Importa que transpires olor a noticia recién exprimida, que parezca que estás al tanto de todos los movimientos tontos, que estás al cabo de la calle (como si la calle fuera de fiar o un lugar concreto).
Se trata de alardear de ignorancia sabiendo que, al final, todo se olvida, que nadie se acuerda de los impostores.
Lo que de verdad importa, carece de importancia, al personal le importa un pito sin garbanzo o un pimiento relleno de impostura lo que le rodea.
Vivimos más deformados que informados y un buen día, sin mostrar arrepentimiento, aparecemos ahogados en nuestra propias fuentes, fuentes interesadas, fuentes de las que emana vapor de nada, agua de lluvia sucia.
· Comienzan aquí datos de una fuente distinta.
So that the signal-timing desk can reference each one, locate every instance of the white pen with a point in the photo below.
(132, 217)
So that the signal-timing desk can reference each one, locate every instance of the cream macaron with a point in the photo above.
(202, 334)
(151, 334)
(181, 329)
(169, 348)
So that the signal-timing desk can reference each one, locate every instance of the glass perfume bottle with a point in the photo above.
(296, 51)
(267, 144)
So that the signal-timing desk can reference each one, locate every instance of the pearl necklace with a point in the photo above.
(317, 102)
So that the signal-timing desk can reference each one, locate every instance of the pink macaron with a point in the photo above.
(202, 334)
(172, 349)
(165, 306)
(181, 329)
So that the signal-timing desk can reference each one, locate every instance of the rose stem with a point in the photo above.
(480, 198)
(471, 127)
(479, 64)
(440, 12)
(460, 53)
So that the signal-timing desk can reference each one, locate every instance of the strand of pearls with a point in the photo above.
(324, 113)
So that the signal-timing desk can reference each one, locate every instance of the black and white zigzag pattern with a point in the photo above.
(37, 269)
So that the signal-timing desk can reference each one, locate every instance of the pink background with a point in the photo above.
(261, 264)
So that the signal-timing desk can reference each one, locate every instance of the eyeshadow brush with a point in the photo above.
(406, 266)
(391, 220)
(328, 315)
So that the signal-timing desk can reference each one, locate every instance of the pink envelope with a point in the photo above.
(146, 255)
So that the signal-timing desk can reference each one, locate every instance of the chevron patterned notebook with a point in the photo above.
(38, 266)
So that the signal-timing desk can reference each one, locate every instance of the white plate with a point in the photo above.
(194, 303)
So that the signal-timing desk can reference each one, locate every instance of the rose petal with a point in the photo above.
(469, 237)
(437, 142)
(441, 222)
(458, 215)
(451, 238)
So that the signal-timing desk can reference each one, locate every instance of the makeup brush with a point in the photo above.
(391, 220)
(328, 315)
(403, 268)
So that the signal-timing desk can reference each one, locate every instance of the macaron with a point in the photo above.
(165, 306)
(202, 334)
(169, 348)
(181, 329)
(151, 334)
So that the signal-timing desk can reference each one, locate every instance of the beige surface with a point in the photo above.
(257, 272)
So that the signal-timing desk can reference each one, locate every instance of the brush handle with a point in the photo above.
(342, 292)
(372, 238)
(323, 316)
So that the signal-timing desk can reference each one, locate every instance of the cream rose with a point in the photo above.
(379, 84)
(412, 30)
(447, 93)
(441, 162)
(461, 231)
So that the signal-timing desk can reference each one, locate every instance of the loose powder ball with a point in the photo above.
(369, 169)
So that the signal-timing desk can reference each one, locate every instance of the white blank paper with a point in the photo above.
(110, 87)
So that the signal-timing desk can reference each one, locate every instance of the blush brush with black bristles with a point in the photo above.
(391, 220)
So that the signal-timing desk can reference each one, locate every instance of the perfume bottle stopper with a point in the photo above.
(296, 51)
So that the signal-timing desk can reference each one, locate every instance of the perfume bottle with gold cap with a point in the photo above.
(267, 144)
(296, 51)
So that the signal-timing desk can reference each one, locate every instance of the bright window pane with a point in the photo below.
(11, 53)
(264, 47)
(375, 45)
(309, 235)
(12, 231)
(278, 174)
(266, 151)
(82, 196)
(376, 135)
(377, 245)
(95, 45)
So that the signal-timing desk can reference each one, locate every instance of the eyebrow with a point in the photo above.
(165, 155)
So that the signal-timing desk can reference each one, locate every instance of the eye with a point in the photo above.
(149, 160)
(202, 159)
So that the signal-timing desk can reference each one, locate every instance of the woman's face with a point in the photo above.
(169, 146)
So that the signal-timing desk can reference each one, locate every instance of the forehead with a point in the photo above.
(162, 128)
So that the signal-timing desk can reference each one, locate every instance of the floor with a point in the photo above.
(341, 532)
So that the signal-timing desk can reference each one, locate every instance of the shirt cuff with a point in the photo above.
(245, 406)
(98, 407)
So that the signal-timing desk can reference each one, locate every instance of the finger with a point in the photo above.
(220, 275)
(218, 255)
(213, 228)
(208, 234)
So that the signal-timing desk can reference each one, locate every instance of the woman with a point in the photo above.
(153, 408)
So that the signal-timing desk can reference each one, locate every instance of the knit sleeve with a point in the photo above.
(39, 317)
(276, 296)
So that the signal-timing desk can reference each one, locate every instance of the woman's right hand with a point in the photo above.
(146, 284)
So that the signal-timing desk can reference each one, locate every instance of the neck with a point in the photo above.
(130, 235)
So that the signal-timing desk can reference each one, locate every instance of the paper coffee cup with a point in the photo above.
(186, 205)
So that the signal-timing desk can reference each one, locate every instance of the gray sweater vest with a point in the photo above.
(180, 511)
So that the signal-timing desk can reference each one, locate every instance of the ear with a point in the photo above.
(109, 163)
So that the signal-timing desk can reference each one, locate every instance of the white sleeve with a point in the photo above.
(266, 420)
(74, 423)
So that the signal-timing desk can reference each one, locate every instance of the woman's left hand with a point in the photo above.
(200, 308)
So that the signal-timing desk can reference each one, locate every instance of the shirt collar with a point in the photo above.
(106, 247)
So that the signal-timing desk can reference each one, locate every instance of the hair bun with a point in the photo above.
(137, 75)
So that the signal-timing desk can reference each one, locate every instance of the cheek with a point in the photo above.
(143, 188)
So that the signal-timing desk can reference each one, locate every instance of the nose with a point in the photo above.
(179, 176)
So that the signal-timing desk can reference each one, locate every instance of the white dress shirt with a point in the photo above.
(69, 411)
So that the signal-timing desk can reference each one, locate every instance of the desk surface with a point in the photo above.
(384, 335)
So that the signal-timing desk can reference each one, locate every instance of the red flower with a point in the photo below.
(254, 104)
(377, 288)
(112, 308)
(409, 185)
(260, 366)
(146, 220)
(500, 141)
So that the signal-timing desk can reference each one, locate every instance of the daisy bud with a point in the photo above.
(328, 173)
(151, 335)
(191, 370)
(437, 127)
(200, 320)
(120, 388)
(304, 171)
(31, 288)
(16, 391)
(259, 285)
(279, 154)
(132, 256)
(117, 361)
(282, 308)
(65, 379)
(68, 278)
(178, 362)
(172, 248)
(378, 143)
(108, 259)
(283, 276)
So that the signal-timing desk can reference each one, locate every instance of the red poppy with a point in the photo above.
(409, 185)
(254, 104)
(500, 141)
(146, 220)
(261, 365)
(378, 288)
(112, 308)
Las fuentes tampoco saben nada o, al menos, no lo saben todo. Saben también lo que les cuentan, lo que creen haber visto u oído, saben lo que quieren que sepan sus propias fuentes.
La gente opina "lo que opina el que opina" que, a su vez, traslada lo que le han vendido a él o lo que pretende vendernos.
Intercambiamos opiniones y "saberes" en dramas separados, persiguiendo un intercambio de parejas con vocación de orgía.
¿Quién tiene entonces la última palabra? Nadie se atreve a mojarse tanto, salvo los que nada saben.
El que tenga la última palabra que la devuelva al diccionario.